Part of becoming an adoptive parent is realizing that you will have to navigate certain situations differently than biological parents do. Filling out school forms, interacting with other parents, signing your kids up for extracurricular activities. These situations often make you realize a) how truly ignorant about adoption many people and institutions still are and b) your role as an advocate for not just your adopted child, but adoption as a whole. One of the areas where many adoptive parents report meeting with frustration is in dealing with pediatricians or other doctors. Many doctors offices still have outdated paperwork that doesn’t allow you to designate yourself as your child’s parent, or it requires you to cross things out, fill in your own info, or leave certain sections blank. For example, if they ask for any chronic health conditions that your child’s family may have, odds are good you may not know this information. Even if you do have the info, frankly it is hard enough for me to remember what my grandparents’ health conditions were, let alone health conditions for people I have never met. You’ll also, unfortunately, be faced with nurses and even doctors who say ignorant or even hurtful things about adoption, even in front of your child. Asking inappropriate questions about birth parents, referring to birth parents as your child’s “real” parents, asking why the birth parents “gave” your child “away.” These are all things many adoptive parents have faced in doctor’s offices. Apparently, not all physicians have gotten the memo when it comes to using adoption-positive language!

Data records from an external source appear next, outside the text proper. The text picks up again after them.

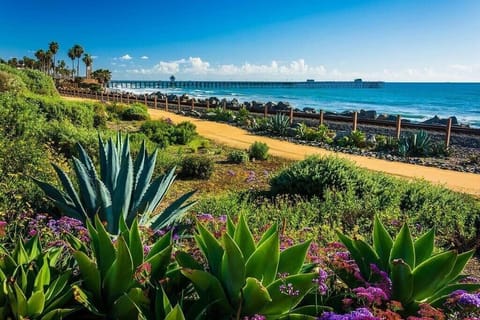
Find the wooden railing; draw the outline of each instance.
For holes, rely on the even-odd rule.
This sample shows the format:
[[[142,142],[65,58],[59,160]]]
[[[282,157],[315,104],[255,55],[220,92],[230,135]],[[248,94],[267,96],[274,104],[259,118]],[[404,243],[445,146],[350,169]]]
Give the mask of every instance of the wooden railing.
[[[121,94],[121,93],[91,93],[81,90],[65,90],[65,89],[58,89],[58,92],[63,96],[70,96],[70,97],[79,97],[85,99],[94,99],[99,100],[102,102],[119,102],[119,103],[143,103],[149,108],[154,109],[164,109],[166,111],[192,111],[195,109],[200,110],[209,110],[212,106],[210,106],[209,101],[206,102],[195,102],[194,99],[190,101],[181,101],[179,98],[175,102],[168,101],[167,99],[158,99],[157,96],[150,96],[144,95],[143,97],[139,95],[132,95],[132,94]],[[230,110],[239,110],[239,108],[233,108],[226,105],[224,102],[221,106],[215,105],[215,107],[221,107],[223,109],[230,109]],[[461,126],[452,126],[452,118],[448,119],[447,125],[440,125],[440,124],[425,124],[425,123],[412,123],[407,121],[402,121],[401,116],[398,115],[396,117],[396,121],[389,121],[389,120],[382,120],[382,119],[365,119],[358,117],[358,112],[353,112],[351,117],[344,116],[344,115],[336,115],[336,114],[326,114],[323,110],[320,110],[319,113],[306,113],[306,112],[295,112],[293,108],[289,110],[281,110],[281,111],[273,111],[269,110],[267,106],[265,106],[263,112],[256,110],[256,109],[248,109],[251,113],[263,114],[264,117],[274,115],[276,113],[284,113],[288,114],[290,118],[290,123],[293,123],[295,120],[315,120],[318,121],[319,124],[324,124],[325,121],[334,121],[334,122],[342,122],[342,123],[351,123],[352,130],[356,130],[358,125],[371,125],[371,126],[378,126],[378,127],[390,127],[395,128],[395,135],[400,138],[400,134],[402,129],[417,129],[417,130],[426,130],[426,131],[439,131],[445,132],[445,145],[448,147],[450,144],[450,137],[452,133],[456,134],[467,134],[467,135],[476,135],[480,136],[480,129],[478,128],[469,128],[469,127],[461,127]]]

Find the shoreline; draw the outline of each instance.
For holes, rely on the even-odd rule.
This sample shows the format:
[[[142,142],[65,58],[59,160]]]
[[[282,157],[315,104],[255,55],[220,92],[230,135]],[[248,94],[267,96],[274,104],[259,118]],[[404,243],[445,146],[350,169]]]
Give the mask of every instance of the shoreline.
[[[299,108],[298,106],[295,107],[289,101],[278,100],[277,102],[274,102],[267,99],[267,101],[265,102],[265,101],[249,100],[248,98],[242,99],[241,96],[206,94],[206,93],[210,93],[209,91],[205,91],[204,94],[195,94],[196,90],[189,92],[185,90],[185,88],[171,88],[171,89],[173,90],[167,90],[162,92],[157,89],[144,88],[143,92],[138,92],[138,91],[135,91],[137,89],[125,90],[125,88],[123,89],[107,88],[106,92],[120,94],[120,95],[123,95],[124,97],[137,96],[137,97],[143,98],[144,96],[149,96],[149,97],[156,96],[158,99],[162,99],[162,100],[168,99],[169,103],[172,103],[172,104],[176,103],[177,99],[180,98],[182,103],[190,102],[191,100],[193,100],[195,101],[195,103],[203,104],[204,106],[206,106],[207,104],[206,101],[209,100],[211,107],[222,107],[223,103],[225,103],[228,109],[233,109],[233,110],[239,109],[241,107],[245,107],[249,111],[263,112],[264,107],[267,106],[269,112],[287,112],[290,110],[290,108],[293,108],[294,112],[297,114],[319,115],[320,111],[322,111],[322,109],[318,106],[316,107],[307,106],[303,108]],[[142,89],[139,89],[139,90],[142,90]],[[177,90],[182,90],[182,91],[178,92]],[[376,90],[376,89],[358,89],[358,90]],[[213,91],[211,91],[211,93],[213,93]],[[348,105],[348,102],[345,102],[345,104]],[[363,108],[360,108],[360,109],[350,108],[344,111],[329,111],[329,110],[323,110],[323,111],[327,117],[328,116],[352,117],[353,113],[357,111],[360,120],[382,120],[382,121],[390,121],[390,122],[396,121],[397,115],[401,115],[402,123],[413,124],[413,125],[417,125],[417,124],[418,125],[422,125],[422,124],[447,125],[448,119],[452,118],[452,125],[455,127],[472,128],[472,129],[480,130],[480,126],[475,126],[468,123],[461,123],[458,120],[457,115],[451,115],[450,117],[445,118],[445,117],[439,117],[438,115],[434,115],[434,116],[427,116],[425,114],[409,115],[406,112],[380,113],[376,109],[363,109]],[[426,119],[426,120],[421,120],[421,119]]]

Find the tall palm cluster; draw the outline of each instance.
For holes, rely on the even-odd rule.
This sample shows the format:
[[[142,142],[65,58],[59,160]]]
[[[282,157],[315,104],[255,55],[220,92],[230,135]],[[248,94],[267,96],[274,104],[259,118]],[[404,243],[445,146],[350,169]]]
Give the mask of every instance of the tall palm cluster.
[[[67,55],[72,60],[72,68],[67,67],[64,60],[57,61],[57,53],[60,46],[58,42],[52,41],[48,44],[48,49],[39,49],[35,52],[35,58],[24,56],[22,59],[11,58],[8,61],[0,59],[0,63],[7,63],[16,68],[37,69],[55,78],[68,78],[72,80],[80,76],[80,60],[85,65],[85,78],[94,77],[101,84],[108,82],[111,79],[111,72],[109,70],[99,69],[93,71],[93,57],[86,53],[84,48],[75,44],[68,49]],[[75,63],[76,62],[76,63]]]

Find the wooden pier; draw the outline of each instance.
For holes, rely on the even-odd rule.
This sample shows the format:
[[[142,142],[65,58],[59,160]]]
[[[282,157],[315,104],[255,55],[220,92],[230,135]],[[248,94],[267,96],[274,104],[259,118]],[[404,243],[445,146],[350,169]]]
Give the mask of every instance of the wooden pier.
[[[111,80],[109,89],[128,91],[129,89],[272,89],[272,88],[355,88],[376,89],[383,87],[382,81],[305,81],[305,82],[272,82],[272,81],[135,81]]]

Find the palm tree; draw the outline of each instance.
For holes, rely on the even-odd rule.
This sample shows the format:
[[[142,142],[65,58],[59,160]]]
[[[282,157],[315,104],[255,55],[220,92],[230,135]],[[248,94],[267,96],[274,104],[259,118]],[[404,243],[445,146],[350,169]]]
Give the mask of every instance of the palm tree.
[[[92,77],[97,79],[97,81],[104,86],[105,83],[112,79],[112,72],[107,69],[98,69],[92,72]]]
[[[50,75],[50,71],[52,71],[52,57],[52,51],[47,50],[47,52],[45,52],[45,72],[48,75]]]
[[[50,44],[48,45],[48,49],[52,52],[53,54],[53,70],[54,70],[54,73],[55,73],[55,55],[57,54],[58,52],[58,49],[59,49],[59,45],[57,42],[55,41],[52,41],[50,42]],[[55,74],[54,74],[55,75]]]
[[[40,63],[40,69],[45,72],[45,51],[43,51],[42,49],[37,50],[37,52],[35,52],[35,57]]]
[[[75,72],[75,47],[72,47],[68,50],[68,57],[72,59],[72,79],[73,73]]]
[[[27,57],[27,56],[24,56],[23,57],[23,64],[25,66],[25,68],[28,68],[28,69],[33,69],[33,67],[35,66],[35,60]]]
[[[88,53],[85,53],[85,55],[83,56],[83,59],[82,59],[83,63],[85,63],[85,78],[89,78],[89,75],[90,75],[90,67],[92,66],[93,64],[93,59],[92,59],[92,56]]]
[[[73,53],[75,54],[75,58],[77,58],[77,77],[80,75],[80,58],[82,57],[83,54],[83,48],[81,45],[76,44],[73,46]]]

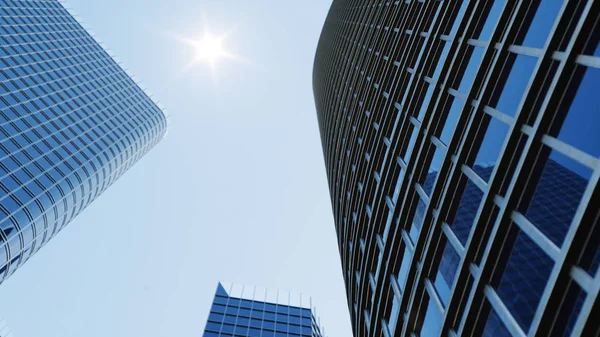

So then, how do you find healthcare professionals that are understanding of the complexities of adoption? Many physicians, especially pediatricians, have undergone special training in working with adoptive parents and adopted children. If your child was adopted internationally, they may have health concerns that a standard pediatrician may be unable to address. So, how do you go about finding an adoption-friendly doctor? In most cases, Google will do the heavy lifting for you. When our daughter was born, I knew I wanted to see a pediatrician that had experience working with adoptive families. I had enough to deal with having a newborn; I didn’t need to deal with any ignorance from healthcare professionals on top of that! So, I Googled “adoption doctor” and the city we lived in at the time. I was lucky to find a doctor very close to us who had extensive experience working with adoptive families and children that had been adopted both domestically and internationally. It was a relief to know that I had someone who we could bring our daughter to for baby visits who wouldn’t make me want to pull my hair out by asking inappropriate questions.
Some areas you may not be as lucky to find a pediatrician who has this specialization. We moved to a smaller town when my daughter was still a baby, and there is no “adoption pediatrician” in this area. I had to do a little more hunting and ask friends and family for recommendations. Start by consulting the list of pediatricians in your area that are in the network for your insurance. Visit their websites, look at their new patient forms, call their offices, and ask them how many adoptive families they work with. If time permits, make an appointment to visit them without your child and talk to them to gauge how adoption-friendly they are. If you have friends who are adoptive parents who live in your area, ask them who their child sees.
A second category of “adoption doctor” are specialists who focus their entire practice on working solely with children that have been adopted. Many of them focus even further to specialize on working with newly arrived internationally adopted children. These children, depending on where they are from, will have specialized health concerns such as malnutrition, parasites, or developmental delays that the average pediatrician will not have enough experience with. These adoption doctors usually work for a hospital system and tend to be found mainly in large metropolitan areas. If you live a few hours from an adoption doctor and have adopted a child who has special health care needs, it may be worth it to periodically make the trek to have your child evaluated by an adoption doctor. Adoption doctors can also review children’s files prior to placement to anticipate any healthcare concerns they may have and can help parents decide if they want to accept a match. It can be overwhelming to be matched with a child who is described as having medical or developmental issues, and having an expert who can explain to you what the treatment for those concerns looks like both short and long-term can help you make the decision that is best for your family. Many families who adopt internationally make an adoption doctor their first stop on the way home. Rather than heading straight home, they will spend several days in the city the adoption doctor practices in to have their child triaged by the adoption doctor and start treatment for any health concerns before heading home. These doctors can also recommend competent specialists in your area who you can work with for any of your child’s medical or developmental needs after he or she comes home.